Against one wall is an assortment of black spheres on a surface; they range from pea- to tangerine-sized. Titled “Rosary Beads” the project took 2 ½ years from conception to completion says Huston. It is made from the petals of 4,000 roses, mashed and cooked for 14 days with 10 rusty nails in an iron pot.

“It’s a medieval recipe that was actually used by the nuns to make rosary beads,” explained gallery director Victoria Richardson.

It is said when the rose petal beads are held in the hand for prayer the smell of roses will continue for 100 years. 

Huston was surprised after grinding up 1,000 red roses in a Cuisinart to begin the process. “I had this beautiful red powder. Then (put in) a pot of water, it turns black, a different kind of beauty.” Huston says.

“As an art issue, I was very interested in beauty transformed into what. The petals turned black and the surfaces (of the beads) opened up and spit out any impurities.”

On the facing wall is Huston’s “Evolution of Trust and Distrust”- 12 parchment panels wood block stamped with various patterns of the work “no” in black and “Yes” in red. How we often say ‘Yes’ when we mean “No,” how this results in guilt or self-betrayal, how we hide the word “Yes” deep inside ourselves for fear, are all explored in this thought provoking work.

Huston also has four “Skin and Bones” sculptures of gauze covered plaster that invites analysis. They are numbered simply 1 through 4. One sculpture could be a pelvis, another a wizard’s hat, a third a bony crown. The artist calls them all crowns.

“I am allowed to say this is a tiara or a crown, sitting on someone’s head,” Huston says. “Our spiritual resume looks like a crown or a halo – your substance or experience, something that makes you outstanding. These crowns represent the kinds of things you do to be a decent person in your life and not get credit for.”
The ravages of anorexia, but also the internal or external structures of the body are explored in “Bones” as well as two whimsical pieces, “Fat Girls” 1 and 2. The sculptures are bulbous pink forms encased in nylons.

”When I was sewing them there was an interesting consideration,” Huston says. “Is the black too small or is the pink too fat? Which is wrong? Is the outside world that’s pushing on you or the power part of what you are?”

“It is meant as a tribute to the fat girls in aerobics class, an act of tremendous courage,” says the artist.

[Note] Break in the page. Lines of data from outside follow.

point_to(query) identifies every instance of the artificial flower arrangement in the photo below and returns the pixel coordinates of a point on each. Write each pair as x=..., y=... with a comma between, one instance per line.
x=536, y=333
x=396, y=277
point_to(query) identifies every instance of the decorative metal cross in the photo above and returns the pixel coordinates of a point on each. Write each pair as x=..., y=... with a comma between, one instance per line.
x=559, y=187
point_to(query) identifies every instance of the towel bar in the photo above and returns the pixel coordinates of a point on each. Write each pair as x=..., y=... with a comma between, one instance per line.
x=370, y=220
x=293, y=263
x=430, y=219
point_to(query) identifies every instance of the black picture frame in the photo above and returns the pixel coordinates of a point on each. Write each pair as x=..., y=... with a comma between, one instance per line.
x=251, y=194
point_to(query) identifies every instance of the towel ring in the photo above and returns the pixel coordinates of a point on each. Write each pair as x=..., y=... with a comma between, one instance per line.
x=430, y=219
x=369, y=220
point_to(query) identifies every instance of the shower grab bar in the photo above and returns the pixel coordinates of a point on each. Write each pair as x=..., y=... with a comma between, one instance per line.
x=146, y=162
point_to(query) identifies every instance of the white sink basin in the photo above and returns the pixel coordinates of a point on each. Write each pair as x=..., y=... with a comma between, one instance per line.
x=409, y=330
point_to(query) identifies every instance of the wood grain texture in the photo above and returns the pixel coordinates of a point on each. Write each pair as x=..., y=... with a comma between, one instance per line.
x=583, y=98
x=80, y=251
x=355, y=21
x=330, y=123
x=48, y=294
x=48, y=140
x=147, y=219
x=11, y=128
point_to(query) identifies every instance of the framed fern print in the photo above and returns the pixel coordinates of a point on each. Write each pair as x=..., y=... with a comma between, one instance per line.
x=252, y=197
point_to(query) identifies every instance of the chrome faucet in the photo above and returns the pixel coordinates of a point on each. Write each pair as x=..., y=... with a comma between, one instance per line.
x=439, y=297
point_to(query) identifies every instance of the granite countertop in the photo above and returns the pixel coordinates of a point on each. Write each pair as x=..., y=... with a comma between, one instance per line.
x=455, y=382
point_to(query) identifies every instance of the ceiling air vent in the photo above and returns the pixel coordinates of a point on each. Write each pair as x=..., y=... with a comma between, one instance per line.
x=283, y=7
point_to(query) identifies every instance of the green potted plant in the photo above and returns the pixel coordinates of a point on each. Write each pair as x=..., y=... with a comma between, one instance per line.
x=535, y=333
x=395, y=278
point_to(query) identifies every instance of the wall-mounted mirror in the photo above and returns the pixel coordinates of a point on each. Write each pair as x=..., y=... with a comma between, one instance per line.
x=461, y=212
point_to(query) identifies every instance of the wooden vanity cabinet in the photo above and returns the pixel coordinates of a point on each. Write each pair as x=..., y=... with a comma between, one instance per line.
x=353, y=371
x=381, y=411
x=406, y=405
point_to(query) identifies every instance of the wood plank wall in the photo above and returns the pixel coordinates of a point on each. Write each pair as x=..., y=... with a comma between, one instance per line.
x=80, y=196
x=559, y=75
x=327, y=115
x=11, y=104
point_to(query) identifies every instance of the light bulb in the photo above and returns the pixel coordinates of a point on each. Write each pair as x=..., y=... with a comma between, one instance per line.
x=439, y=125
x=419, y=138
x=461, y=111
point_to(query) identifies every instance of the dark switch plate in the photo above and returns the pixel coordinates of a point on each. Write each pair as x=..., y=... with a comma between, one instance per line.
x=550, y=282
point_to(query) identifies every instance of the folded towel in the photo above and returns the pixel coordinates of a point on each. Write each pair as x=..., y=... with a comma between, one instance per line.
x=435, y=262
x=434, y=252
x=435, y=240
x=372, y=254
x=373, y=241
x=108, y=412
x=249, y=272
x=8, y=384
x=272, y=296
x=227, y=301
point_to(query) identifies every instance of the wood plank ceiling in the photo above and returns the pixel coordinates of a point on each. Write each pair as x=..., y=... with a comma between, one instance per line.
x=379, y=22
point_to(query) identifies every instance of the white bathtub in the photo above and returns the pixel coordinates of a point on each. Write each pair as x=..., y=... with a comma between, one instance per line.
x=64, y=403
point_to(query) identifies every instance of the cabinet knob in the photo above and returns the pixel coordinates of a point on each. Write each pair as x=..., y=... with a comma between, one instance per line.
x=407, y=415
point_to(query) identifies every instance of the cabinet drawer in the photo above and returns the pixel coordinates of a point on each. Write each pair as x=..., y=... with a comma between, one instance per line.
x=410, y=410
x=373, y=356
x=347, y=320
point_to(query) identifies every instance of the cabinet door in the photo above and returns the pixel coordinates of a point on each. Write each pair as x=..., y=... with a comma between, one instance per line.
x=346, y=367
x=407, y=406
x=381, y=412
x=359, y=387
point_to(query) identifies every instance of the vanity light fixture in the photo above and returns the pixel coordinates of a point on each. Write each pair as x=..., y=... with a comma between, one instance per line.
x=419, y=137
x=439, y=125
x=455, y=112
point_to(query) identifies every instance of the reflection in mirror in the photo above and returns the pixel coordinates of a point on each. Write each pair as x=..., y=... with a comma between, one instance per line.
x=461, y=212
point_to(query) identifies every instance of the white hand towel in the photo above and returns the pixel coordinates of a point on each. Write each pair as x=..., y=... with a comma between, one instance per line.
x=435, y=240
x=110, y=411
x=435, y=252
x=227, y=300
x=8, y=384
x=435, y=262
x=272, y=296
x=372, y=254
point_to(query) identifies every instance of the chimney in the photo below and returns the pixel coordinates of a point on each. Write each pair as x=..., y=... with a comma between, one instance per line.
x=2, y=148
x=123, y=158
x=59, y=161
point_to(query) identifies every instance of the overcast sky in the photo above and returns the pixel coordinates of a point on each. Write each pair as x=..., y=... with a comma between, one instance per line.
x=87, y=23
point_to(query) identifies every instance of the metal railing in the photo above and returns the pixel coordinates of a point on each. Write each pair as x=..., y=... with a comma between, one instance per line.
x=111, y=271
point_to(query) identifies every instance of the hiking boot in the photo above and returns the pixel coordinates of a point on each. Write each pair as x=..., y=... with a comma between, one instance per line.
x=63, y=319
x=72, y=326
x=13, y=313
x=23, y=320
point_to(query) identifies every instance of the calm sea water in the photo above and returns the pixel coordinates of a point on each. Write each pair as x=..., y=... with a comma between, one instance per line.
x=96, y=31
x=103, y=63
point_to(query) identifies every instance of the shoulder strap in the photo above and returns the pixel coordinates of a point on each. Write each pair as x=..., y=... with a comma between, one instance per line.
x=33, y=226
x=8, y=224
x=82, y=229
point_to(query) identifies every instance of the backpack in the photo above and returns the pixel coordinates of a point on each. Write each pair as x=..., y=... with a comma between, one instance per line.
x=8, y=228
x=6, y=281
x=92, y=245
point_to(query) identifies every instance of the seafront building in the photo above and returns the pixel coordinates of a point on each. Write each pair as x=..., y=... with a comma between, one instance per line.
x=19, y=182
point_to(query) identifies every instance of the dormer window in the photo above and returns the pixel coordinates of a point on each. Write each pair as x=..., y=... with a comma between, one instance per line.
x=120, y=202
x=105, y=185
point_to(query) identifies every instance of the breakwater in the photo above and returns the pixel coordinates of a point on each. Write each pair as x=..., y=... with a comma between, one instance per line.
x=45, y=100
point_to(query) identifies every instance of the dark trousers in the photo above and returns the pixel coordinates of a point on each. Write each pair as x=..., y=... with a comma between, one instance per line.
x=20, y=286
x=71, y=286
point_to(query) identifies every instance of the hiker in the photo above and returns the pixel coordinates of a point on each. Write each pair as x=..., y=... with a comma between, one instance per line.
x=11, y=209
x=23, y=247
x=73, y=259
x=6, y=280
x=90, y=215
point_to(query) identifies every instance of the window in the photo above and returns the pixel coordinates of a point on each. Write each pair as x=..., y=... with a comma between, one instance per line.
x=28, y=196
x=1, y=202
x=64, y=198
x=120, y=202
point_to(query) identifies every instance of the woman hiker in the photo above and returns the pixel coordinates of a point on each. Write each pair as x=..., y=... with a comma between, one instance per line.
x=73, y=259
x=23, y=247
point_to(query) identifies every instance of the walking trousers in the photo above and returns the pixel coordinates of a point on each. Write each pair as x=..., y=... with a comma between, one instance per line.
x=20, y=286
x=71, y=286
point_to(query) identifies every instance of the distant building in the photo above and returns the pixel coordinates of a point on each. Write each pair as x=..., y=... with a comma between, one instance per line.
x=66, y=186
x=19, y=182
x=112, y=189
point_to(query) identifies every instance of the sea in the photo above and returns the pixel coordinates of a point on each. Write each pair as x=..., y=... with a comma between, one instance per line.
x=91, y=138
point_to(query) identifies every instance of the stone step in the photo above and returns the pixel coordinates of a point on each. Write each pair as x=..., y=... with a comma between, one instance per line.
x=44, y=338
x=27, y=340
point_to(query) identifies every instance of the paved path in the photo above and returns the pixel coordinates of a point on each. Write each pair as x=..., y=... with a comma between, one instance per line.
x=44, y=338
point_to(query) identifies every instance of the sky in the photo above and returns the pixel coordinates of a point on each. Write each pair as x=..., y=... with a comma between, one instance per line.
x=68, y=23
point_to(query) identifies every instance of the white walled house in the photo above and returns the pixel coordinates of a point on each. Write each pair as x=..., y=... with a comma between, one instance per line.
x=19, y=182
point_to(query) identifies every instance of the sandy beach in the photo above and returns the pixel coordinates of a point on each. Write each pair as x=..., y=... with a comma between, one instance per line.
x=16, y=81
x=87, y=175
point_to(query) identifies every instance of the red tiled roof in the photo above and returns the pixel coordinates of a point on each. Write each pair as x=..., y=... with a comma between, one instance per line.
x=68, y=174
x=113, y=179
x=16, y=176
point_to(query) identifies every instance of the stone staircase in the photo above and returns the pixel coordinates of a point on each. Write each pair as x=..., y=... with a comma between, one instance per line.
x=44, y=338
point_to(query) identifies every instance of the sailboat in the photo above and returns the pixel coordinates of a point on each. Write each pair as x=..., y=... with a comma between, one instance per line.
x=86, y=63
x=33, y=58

Huston, 36, received her bachelor’s degree in fine arts from New York University, then went on to earn a master’s degree in ceramics from Mills College in Oakland. In between she studied for two years in Iowa, sculpting in iron casting; everything she made was large and black, she says.

She has been an artist in residence at the San Francisco Dump. Some of the larger art works include a 12 foot arch made from 10,000 Ohio Blue Tip Matches and a 13 foot boat made of sheet music.

Huston teaches art and will conduct a one-day print workshop for kids and adults August 17 at the San Francisco Museum of Modern Art.